I think the data make it very clear -- it's the conversion of skeptics into, if not optimists, at least market neutrals. It's the changing of short sellers into short coverers, of stock mutual fund sellers into mutual fund buyers, and of bearish market gurus into bullish market gurus.

Jim Jubak
Which, of course, raises this question: What happens when there are no more skeptics? Does this market rally stall when rising share prices have converted too many bears to bulls and thus removed the biggest source of fuel for this advance?
The wall stocks need to climb
With the Standard & Poor's 500-stock index closing at 1,308 on Jan. 18, stocks are once again challenging their summer 2011 highs. Each time, though, on July 21 and earlier on July 6, stocks reached for the April 29 high at 1,364 but failed at 1,344 and 1,339, respectively.
To many investors, this market advance makes no sense. Greece and Portugal look poised for default. The eurozone is sliding toward recession. Even Germany, the strongest economy in the region, is slowing. On Jan. 18, the German government cut its estimate for 2012 growth to 0.7% from the October forecast of 1%. China, Brazil and most of the rest of the world's developing economies are slowing, too -- so much so that the World Bank just cut its forecast for global growth. U.S. growth in the fourth quarter of 2011 looks solid, with something more than 3% possible, but everybody with a subscription to The Economist is predicting a drop in growth in the first quarter of 2012.
But don't look at the macro or micro fundamentals. Look at the change in sentiment. Frequently, and I think this is one of those times, a shift in sentiment from one extreme to the other can create momentum that -- for a while -- can by itself drive a market higher or drag it lower.
The bulls have it
Take the figures on bullish and bearish investment adviser sentiment compiled by Investors Intelligence, for example.
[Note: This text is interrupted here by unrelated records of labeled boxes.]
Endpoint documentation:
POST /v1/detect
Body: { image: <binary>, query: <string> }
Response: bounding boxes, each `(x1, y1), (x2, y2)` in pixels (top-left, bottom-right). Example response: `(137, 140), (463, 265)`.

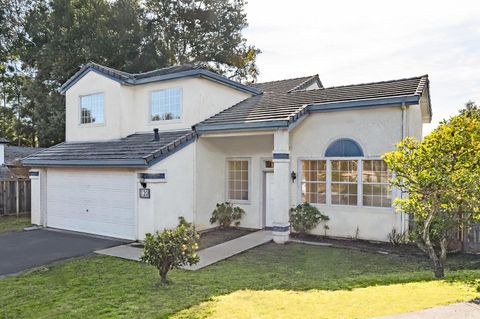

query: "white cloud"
(245, 0), (480, 131)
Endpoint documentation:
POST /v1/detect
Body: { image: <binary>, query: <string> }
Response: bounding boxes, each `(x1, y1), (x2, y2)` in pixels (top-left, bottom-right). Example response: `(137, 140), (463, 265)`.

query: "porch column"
(272, 130), (290, 244)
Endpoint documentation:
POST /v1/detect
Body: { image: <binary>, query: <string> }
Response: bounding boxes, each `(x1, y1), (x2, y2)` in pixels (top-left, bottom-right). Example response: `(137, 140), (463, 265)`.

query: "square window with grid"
(301, 161), (327, 204)
(362, 160), (392, 207)
(80, 93), (104, 124)
(331, 160), (358, 206)
(227, 160), (249, 200)
(150, 88), (181, 121)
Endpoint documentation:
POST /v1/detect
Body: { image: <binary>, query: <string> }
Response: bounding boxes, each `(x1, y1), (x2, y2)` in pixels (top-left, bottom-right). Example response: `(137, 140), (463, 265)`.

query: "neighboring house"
(0, 137), (42, 215)
(24, 63), (432, 243)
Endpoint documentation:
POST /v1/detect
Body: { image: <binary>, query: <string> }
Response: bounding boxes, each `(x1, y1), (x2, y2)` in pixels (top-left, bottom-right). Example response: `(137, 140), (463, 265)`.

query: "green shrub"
(210, 202), (245, 228)
(140, 217), (200, 284)
(290, 203), (330, 234)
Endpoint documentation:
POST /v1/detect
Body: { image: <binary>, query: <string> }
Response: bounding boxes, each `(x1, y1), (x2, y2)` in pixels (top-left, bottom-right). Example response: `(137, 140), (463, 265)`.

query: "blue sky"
(245, 0), (480, 133)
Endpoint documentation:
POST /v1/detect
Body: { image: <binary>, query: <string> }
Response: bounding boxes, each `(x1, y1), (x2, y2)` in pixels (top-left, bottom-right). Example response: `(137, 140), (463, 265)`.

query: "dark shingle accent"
(250, 74), (323, 93)
(196, 75), (428, 128)
(23, 130), (196, 167)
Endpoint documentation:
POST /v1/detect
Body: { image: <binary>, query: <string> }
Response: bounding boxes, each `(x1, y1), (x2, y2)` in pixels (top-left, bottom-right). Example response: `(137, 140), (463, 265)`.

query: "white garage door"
(47, 170), (136, 239)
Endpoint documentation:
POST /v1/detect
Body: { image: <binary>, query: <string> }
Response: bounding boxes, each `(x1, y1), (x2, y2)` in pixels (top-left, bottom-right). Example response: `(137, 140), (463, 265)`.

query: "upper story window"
(80, 93), (105, 124)
(150, 88), (181, 121)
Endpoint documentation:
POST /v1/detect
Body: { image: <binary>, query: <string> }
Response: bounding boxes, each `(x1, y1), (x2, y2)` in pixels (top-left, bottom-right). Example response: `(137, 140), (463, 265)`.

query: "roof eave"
(22, 159), (148, 168)
(194, 119), (289, 134)
(308, 95), (420, 112)
(59, 65), (260, 95)
(59, 65), (126, 94)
Back in early October, when the S&P 500 had plunged to a low of 1,099, only 34% of the advisers surveyed were bullish -- and a huge 46% were bearish. (By the way, an Investors Intelligence subscription costs $199 a year, but you can sign up for a free monthly newsletter. You can find a similar contrary sentiment indicator that tracks the bullish/bearish sentiment of members of the American Association of Individual Investors in publications such as Barron's.)
By the second week in January, the bulls made up 51% of the advisers in the survey and the bearish sentiment had declined to 30%.
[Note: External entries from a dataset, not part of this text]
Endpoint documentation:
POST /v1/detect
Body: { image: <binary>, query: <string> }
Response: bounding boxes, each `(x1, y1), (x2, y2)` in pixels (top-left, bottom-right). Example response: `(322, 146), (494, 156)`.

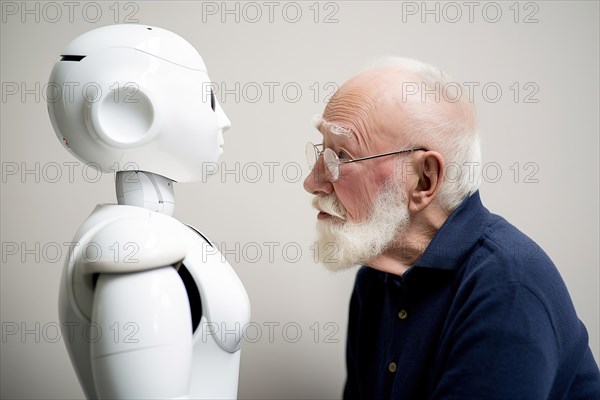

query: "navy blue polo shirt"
(344, 192), (600, 400)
Think of the effects of that shift. In January, you've got a slim majority of advisers saying "buy stocks" and only 30% (down from 46%) saying "sell."
You can see the effect of this shift in sentiment in recent numbers on mutual fund flows. In the week ended Jan. 11, U.S. mutual funds attracted the most money in almost two years, according to the Investment Company Institute. Investors put $753 million into funds that buy U.S. stocks. That's the first time since August that U.S. equity funds had net inflows.
You can also see the way in which a move from very negative to not so negative drives individual stocks, if you look at the figures for short interest in specific stocks. Take St. Joe (JOE, news), a timber-company-turned-Florida-real-estate-developer. On Nov. 2, 2011, the stock ended a long downward trend at $13.14 a share on a big reduction in the company's net loss in the third quarter to just $2 million, from a loss of $13 million in the second quarter.
The stock moved up steadily from there to $14.67 a share by Jan. 9 -- a gain of 11.6% in a little more than two months. And then it hit the rockets, climbing to $16.81 for a gain of 14.6% in a little more than a week.